Les clients se poussent face à son pas pressé.
Son regard hagard croise le mien, souriant.
Mais son pas s'accélère.
Tout juste si j'ai eu le temps d'apercevoir
Le livre serré sous son bras
Contre son pull vert bouteille
Un beau-livre au titre doré
Et sur la couverture un portrait
Le visage royal de Toutankhamon
Qui porte dans ses yeux
La même détermination puissante que Clémence.
Le moment était rapide
Mais la scène est passée au ralenti
C'était beau.
Sa carte de fidélité est tachée, quelque chose a dû se renverser dessus et l'a colorée en jaune, la déchirant par endroits. Je lève les yeux, vers son visage abîmé, attirée par l'odeur d'alcool moite qui se dégage de sa présence. Elle me donne ses billets pliés négligemment et je lui dépose les pièces de monnaie dans sa paume humide.
Sans titre, Juliette Mancini (2025)
Ma maîtresse me caresse le dessus de la tête. Aujourd'hui j'ai décidé d'être sage mais indifférent. Si elle voulait me faire des grattouilles d'accord, sinon tant pis, je pouvais bien m'en passer pendant un temps. Et puis, comme ça je lui manquais, elle craque toujours la première. Hier, j'ai miaulé toute la soirée pour qu'elle s'intéresse à moi, j'ai même fait tomber un vase pour avoir son attention. Ça a fonctionné, mais pas dans le bon sens : je me suis fait enguirlandé. C'est pour ça que je lui fais un peu la tête. Elle est sur le canapé et regarde la TV. Au bout d'un moment, elle remarque que je ne la rejoindrai pas et c'est elle qui vient dans le lit. On se réconcilie en faisant l'amour comme des bêtes et comme tous les soirs à 23h, je m'en vais rejoindre ma femme et mes enfants. Mais chut, ils ne sont pas au courant.
Collective Unconscious, Miles Johnston (2021)
Et si le vent porte le monde
Et si la pluie coule sur l'asphalte
Ma chaleur épouse la terre
Le soleil comme horizon
Clair-obscur d'un bord de mer
Caché par l'ombre
Après le suicide de sa sœur, la vie de Colin est devenue un véritable marathon. Laure avait laissé derrière elle le chagrin, le chaos, l'incompréhension. Si tout le monde avait essayé d'oublier la vue du corps au bout de la corde, Colin restait sceptique. Il était anéanti, mais ne croyait pas au suicide. Laure était une jeune femme isolée, mais une jeune femme curieuse, qui ne se laissait jamais abattre. Ces derniers temps, elle s'était encore plus murée dans sa solitude. Les policiers y avaient vu un symptôme de la dépression, et les parents, fatigués et résiliés, s'étaient contentés de cette version, mais pas Colin.

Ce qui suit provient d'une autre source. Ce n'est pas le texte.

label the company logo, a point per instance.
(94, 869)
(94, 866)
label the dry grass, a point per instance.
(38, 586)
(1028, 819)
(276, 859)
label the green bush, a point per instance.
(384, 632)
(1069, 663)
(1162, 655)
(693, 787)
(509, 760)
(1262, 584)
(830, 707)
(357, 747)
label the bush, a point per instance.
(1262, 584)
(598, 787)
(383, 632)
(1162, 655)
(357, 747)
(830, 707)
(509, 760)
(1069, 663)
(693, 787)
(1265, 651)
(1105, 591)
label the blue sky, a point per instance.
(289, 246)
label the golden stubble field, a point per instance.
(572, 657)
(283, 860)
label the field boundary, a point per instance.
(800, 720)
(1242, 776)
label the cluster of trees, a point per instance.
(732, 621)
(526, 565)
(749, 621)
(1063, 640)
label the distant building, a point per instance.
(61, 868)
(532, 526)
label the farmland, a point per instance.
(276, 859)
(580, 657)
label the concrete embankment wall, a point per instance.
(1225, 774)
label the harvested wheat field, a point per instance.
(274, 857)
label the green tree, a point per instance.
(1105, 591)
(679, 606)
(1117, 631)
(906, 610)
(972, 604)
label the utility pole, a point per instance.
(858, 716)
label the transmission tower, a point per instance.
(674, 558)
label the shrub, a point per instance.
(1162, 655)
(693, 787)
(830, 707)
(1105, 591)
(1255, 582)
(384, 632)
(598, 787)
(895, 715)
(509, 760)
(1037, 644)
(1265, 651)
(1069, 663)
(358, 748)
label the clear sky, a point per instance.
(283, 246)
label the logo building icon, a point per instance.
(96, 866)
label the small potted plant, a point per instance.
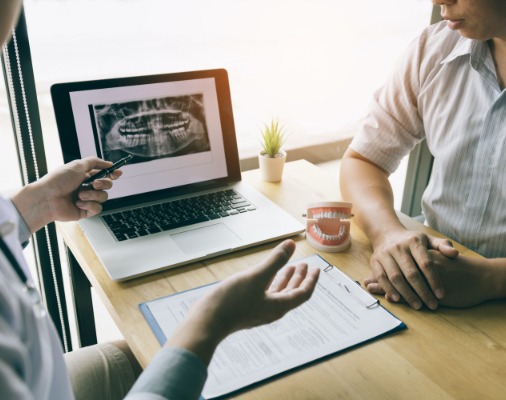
(271, 159)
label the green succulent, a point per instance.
(273, 137)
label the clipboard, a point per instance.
(339, 316)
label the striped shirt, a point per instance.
(446, 90)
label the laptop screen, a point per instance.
(178, 128)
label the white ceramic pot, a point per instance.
(271, 168)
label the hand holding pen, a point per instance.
(106, 171)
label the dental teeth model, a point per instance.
(328, 225)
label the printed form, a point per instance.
(339, 315)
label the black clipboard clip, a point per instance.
(374, 302)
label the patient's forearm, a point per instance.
(369, 189)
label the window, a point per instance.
(311, 63)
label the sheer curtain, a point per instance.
(27, 131)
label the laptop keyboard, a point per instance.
(156, 218)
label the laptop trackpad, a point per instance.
(208, 238)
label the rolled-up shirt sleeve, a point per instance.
(174, 373)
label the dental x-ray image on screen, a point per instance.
(151, 128)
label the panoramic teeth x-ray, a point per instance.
(152, 128)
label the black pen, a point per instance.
(104, 172)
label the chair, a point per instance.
(419, 165)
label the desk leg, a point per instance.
(83, 305)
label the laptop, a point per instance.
(179, 130)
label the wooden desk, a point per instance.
(447, 354)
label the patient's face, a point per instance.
(475, 19)
(9, 13)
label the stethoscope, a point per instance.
(28, 286)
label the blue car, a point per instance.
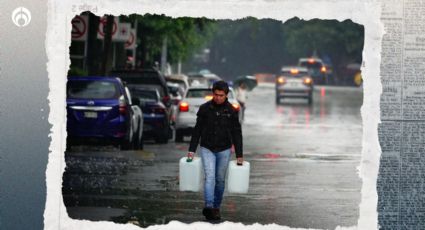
(100, 109)
(155, 114)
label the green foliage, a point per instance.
(184, 36)
(336, 39)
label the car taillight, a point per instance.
(281, 80)
(165, 99)
(307, 81)
(184, 107)
(122, 106)
(158, 110)
(236, 106)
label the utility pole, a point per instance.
(107, 44)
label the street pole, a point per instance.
(164, 55)
(135, 44)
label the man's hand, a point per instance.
(190, 156)
(239, 160)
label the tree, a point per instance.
(184, 36)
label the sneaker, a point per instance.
(208, 213)
(216, 213)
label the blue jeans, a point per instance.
(215, 167)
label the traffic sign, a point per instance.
(79, 28)
(102, 24)
(131, 42)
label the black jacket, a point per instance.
(218, 128)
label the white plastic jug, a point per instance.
(238, 177)
(190, 174)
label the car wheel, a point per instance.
(163, 136)
(138, 143)
(179, 136)
(126, 145)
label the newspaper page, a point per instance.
(401, 132)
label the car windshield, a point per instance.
(139, 77)
(201, 93)
(314, 65)
(146, 95)
(92, 89)
(192, 93)
(181, 83)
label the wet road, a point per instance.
(303, 169)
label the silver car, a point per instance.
(294, 82)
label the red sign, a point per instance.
(102, 24)
(79, 28)
(129, 44)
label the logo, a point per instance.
(21, 16)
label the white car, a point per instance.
(189, 106)
(294, 82)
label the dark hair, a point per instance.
(221, 85)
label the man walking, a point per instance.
(217, 127)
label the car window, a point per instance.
(294, 74)
(92, 89)
(147, 95)
(315, 65)
(128, 95)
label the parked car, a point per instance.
(177, 92)
(100, 109)
(155, 114)
(145, 78)
(180, 79)
(198, 80)
(293, 82)
(316, 69)
(189, 106)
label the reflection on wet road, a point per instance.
(303, 169)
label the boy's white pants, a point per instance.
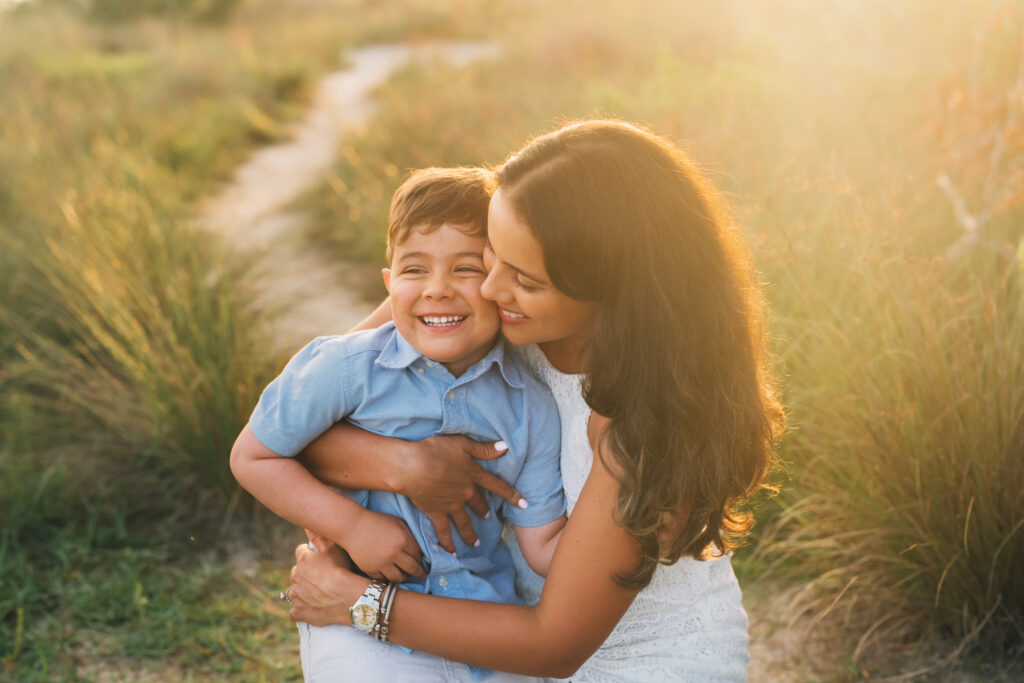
(332, 653)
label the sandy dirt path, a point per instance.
(253, 215)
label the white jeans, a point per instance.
(332, 653)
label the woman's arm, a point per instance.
(438, 474)
(580, 606)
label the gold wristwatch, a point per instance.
(366, 612)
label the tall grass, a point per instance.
(828, 127)
(130, 348)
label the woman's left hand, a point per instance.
(323, 584)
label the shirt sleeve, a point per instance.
(540, 481)
(305, 399)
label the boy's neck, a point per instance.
(459, 367)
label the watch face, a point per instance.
(364, 615)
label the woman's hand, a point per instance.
(382, 546)
(441, 477)
(323, 584)
(439, 474)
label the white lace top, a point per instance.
(689, 624)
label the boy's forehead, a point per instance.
(440, 242)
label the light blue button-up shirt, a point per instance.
(376, 380)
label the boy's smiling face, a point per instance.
(434, 282)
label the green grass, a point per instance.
(130, 351)
(130, 348)
(903, 374)
(109, 581)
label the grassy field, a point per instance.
(856, 142)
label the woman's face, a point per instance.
(532, 310)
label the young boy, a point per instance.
(440, 368)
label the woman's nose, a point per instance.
(492, 287)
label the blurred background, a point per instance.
(871, 151)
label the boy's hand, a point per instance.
(383, 547)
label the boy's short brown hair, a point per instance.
(431, 197)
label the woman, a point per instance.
(614, 264)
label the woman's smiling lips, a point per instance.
(511, 316)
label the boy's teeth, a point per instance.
(443, 319)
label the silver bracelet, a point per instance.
(385, 615)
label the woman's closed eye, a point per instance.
(518, 282)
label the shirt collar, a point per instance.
(398, 353)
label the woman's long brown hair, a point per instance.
(677, 357)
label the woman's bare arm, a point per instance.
(439, 474)
(580, 606)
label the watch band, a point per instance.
(365, 613)
(385, 619)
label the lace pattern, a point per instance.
(689, 624)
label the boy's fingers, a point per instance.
(498, 485)
(465, 527)
(443, 530)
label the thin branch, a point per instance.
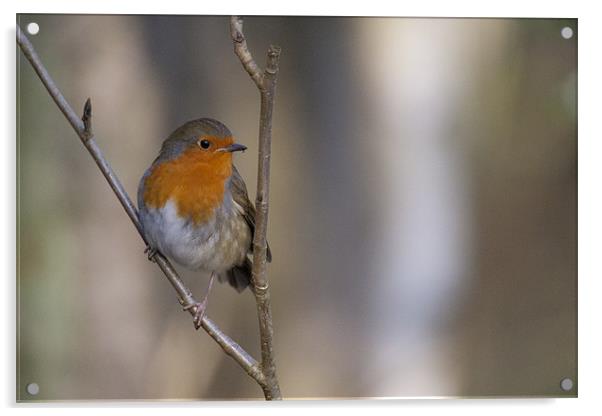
(83, 128)
(242, 51)
(266, 83)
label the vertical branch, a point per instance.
(266, 83)
(83, 128)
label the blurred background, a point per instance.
(422, 218)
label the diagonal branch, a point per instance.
(83, 128)
(266, 83)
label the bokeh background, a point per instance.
(422, 219)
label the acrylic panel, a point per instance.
(422, 217)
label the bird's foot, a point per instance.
(151, 252)
(197, 310)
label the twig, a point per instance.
(266, 83)
(83, 128)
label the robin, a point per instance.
(194, 207)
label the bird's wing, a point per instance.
(241, 197)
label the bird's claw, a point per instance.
(197, 310)
(151, 252)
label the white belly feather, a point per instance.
(208, 247)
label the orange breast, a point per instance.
(195, 181)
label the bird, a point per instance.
(194, 207)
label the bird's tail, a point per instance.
(239, 276)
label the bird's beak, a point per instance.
(234, 147)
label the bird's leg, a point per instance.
(200, 307)
(150, 251)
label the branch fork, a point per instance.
(263, 373)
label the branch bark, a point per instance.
(83, 128)
(266, 83)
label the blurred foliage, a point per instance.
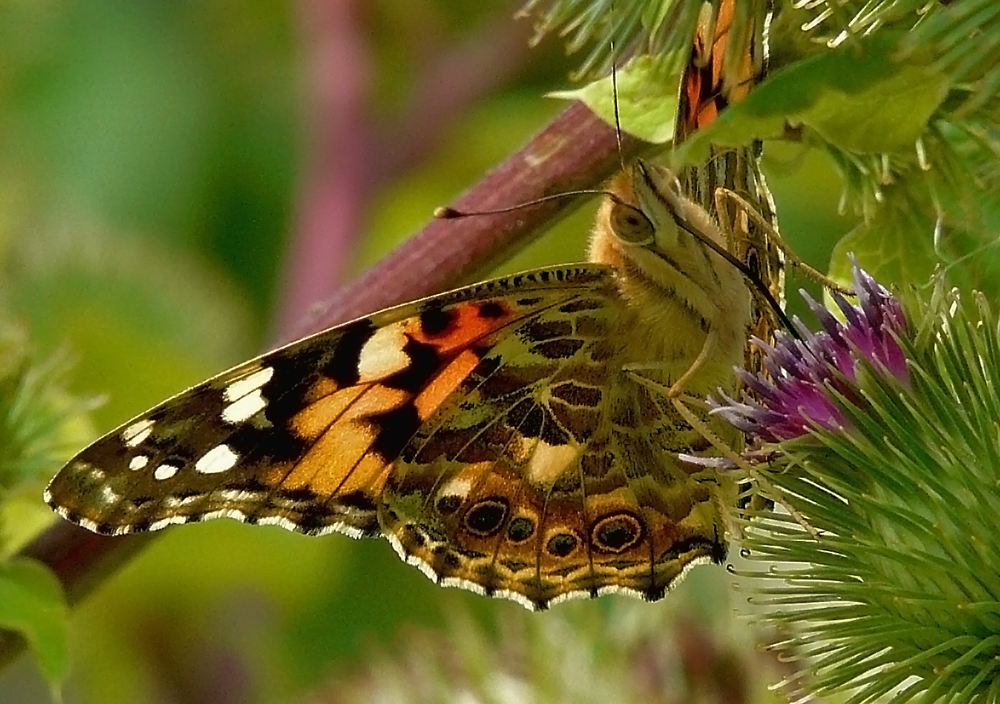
(150, 163)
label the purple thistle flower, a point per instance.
(795, 393)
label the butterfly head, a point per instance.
(646, 218)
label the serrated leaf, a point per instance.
(32, 604)
(859, 101)
(647, 99)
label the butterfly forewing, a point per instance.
(302, 436)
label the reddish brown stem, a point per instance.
(576, 151)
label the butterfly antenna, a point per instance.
(449, 213)
(614, 97)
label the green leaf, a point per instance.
(647, 99)
(860, 101)
(32, 604)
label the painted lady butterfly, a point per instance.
(517, 437)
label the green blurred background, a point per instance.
(153, 163)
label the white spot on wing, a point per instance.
(165, 471)
(136, 434)
(109, 496)
(456, 486)
(244, 408)
(219, 459)
(241, 387)
(548, 462)
(383, 354)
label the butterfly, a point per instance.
(518, 437)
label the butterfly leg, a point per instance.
(758, 502)
(725, 197)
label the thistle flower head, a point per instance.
(878, 563)
(802, 373)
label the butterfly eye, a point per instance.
(630, 225)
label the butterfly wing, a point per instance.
(484, 431)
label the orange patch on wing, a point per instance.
(466, 327)
(336, 457)
(332, 458)
(369, 475)
(444, 383)
(314, 419)
(321, 388)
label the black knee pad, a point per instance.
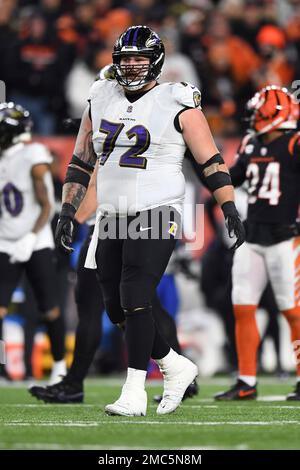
(137, 294)
(114, 311)
(138, 311)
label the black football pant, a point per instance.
(129, 268)
(90, 306)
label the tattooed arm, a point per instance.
(81, 165)
(77, 180)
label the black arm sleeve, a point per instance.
(196, 167)
(238, 171)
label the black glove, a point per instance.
(64, 233)
(234, 224)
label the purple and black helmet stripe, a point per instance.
(131, 37)
(135, 36)
(126, 38)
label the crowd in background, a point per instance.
(51, 51)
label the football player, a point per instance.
(90, 309)
(26, 240)
(269, 160)
(138, 130)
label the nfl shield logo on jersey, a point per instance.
(197, 98)
(263, 151)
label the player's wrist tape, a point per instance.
(215, 178)
(84, 165)
(81, 173)
(68, 210)
(229, 209)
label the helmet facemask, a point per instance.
(145, 44)
(15, 125)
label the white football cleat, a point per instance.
(132, 402)
(176, 381)
(59, 370)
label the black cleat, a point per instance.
(190, 392)
(63, 392)
(240, 391)
(295, 395)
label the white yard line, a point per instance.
(54, 446)
(151, 423)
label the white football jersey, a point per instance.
(19, 208)
(139, 148)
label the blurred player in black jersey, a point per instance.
(269, 160)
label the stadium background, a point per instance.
(51, 51)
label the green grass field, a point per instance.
(200, 423)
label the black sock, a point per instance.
(88, 337)
(139, 336)
(160, 347)
(165, 325)
(56, 332)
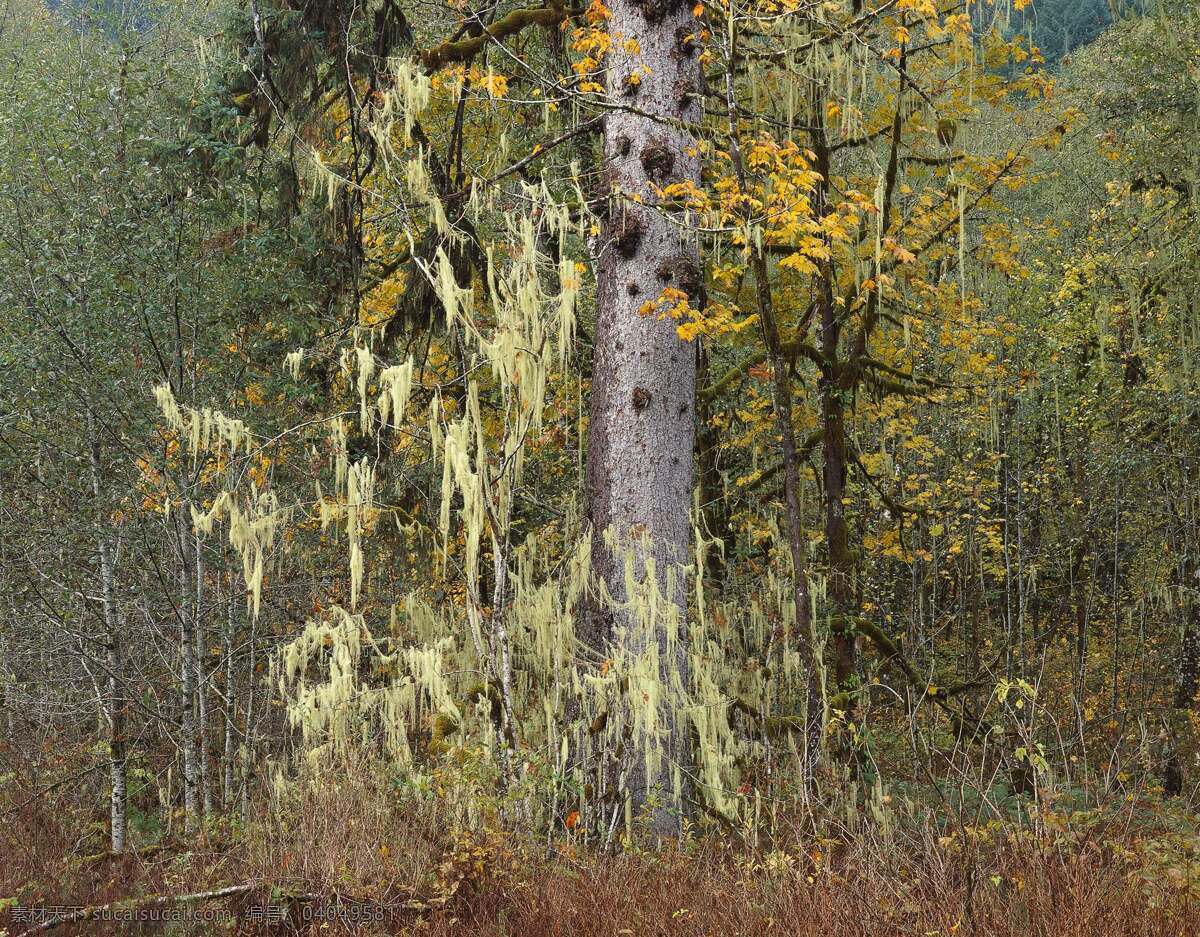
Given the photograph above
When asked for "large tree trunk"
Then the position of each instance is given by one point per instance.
(643, 384)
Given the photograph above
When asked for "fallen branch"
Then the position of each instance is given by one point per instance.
(154, 901)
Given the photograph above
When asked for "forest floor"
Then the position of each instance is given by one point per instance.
(365, 866)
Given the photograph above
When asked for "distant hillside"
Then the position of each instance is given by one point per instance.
(1057, 26)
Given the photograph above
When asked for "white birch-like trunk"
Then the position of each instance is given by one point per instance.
(202, 683)
(231, 685)
(115, 703)
(187, 672)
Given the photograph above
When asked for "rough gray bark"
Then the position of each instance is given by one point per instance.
(642, 420)
(202, 680)
(231, 688)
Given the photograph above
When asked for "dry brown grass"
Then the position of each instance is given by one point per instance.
(354, 842)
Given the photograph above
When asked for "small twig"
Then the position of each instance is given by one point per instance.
(144, 902)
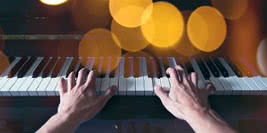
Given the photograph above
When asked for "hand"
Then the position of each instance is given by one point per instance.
(78, 99)
(184, 97)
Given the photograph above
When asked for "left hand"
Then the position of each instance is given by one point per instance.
(78, 99)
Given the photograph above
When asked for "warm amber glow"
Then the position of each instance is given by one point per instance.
(165, 26)
(206, 28)
(99, 43)
(184, 46)
(128, 12)
(90, 14)
(53, 2)
(231, 9)
(131, 39)
(262, 57)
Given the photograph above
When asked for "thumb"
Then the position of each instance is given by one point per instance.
(164, 98)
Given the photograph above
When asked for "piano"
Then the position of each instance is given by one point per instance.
(39, 76)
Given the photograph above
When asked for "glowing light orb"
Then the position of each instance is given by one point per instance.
(184, 46)
(53, 2)
(99, 43)
(262, 57)
(131, 39)
(128, 12)
(206, 28)
(231, 9)
(165, 26)
(90, 14)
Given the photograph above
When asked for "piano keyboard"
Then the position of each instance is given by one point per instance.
(39, 76)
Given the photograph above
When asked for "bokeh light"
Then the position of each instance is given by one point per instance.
(165, 26)
(2, 42)
(53, 2)
(99, 43)
(231, 9)
(128, 12)
(206, 28)
(262, 57)
(184, 46)
(90, 14)
(4, 61)
(131, 39)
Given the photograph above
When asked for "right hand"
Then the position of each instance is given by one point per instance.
(184, 97)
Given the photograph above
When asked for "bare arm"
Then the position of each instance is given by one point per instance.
(188, 102)
(78, 103)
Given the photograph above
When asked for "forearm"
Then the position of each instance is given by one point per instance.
(59, 123)
(208, 122)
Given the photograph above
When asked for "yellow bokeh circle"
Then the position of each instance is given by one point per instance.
(99, 43)
(53, 2)
(128, 12)
(206, 28)
(130, 39)
(231, 9)
(184, 46)
(165, 26)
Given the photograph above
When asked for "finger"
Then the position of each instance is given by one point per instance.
(173, 75)
(103, 99)
(163, 96)
(62, 87)
(210, 87)
(82, 76)
(180, 71)
(71, 81)
(90, 80)
(194, 78)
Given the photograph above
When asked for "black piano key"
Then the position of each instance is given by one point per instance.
(49, 67)
(17, 67)
(26, 67)
(58, 67)
(221, 68)
(212, 68)
(73, 64)
(40, 67)
(203, 69)
(234, 67)
(11, 58)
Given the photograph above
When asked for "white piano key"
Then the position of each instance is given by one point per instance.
(201, 83)
(258, 82)
(164, 79)
(99, 70)
(227, 87)
(53, 89)
(41, 90)
(4, 75)
(11, 81)
(236, 88)
(227, 67)
(218, 86)
(155, 79)
(105, 81)
(254, 89)
(130, 81)
(122, 80)
(115, 80)
(17, 89)
(147, 80)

Alors il avait fouillé : d'abord la chambre de Laure, mais il n'avait rien trouvé d'anormal : des plantes, des livres en tout genre, rien de suspect en somme. Il s'était ensuite attaqué à la salle de bain, à la cuisine, au grenier, au garage, en vain. Jusqu'au déclic. Quelques jours avant sa mort, elle avait offert à son petit frère son globe terrestre, celui qu'elle avait utilisé pendant des années pour ses devoirs de géographie et ses rêves de voyage. Il trônait sur le bureau de Colin, attendant que celui-ci daigne enfin le faire tourner sur lui-même, ou au moins s'en serve de lampe de chevet. Le petit garçon avait branché le globe, espérant que cela fasse apparaître un message secret, et s'était frappé le front à cause de sa bêtise. À travers le plastique illuminé, une forme rectangulaire était apparue. En dévissant la planète, il avait trouvé le carnet. Un petit carnet tout simple, avec une inscription sur la couverture : "Stay alive". À l'intérieur, rien.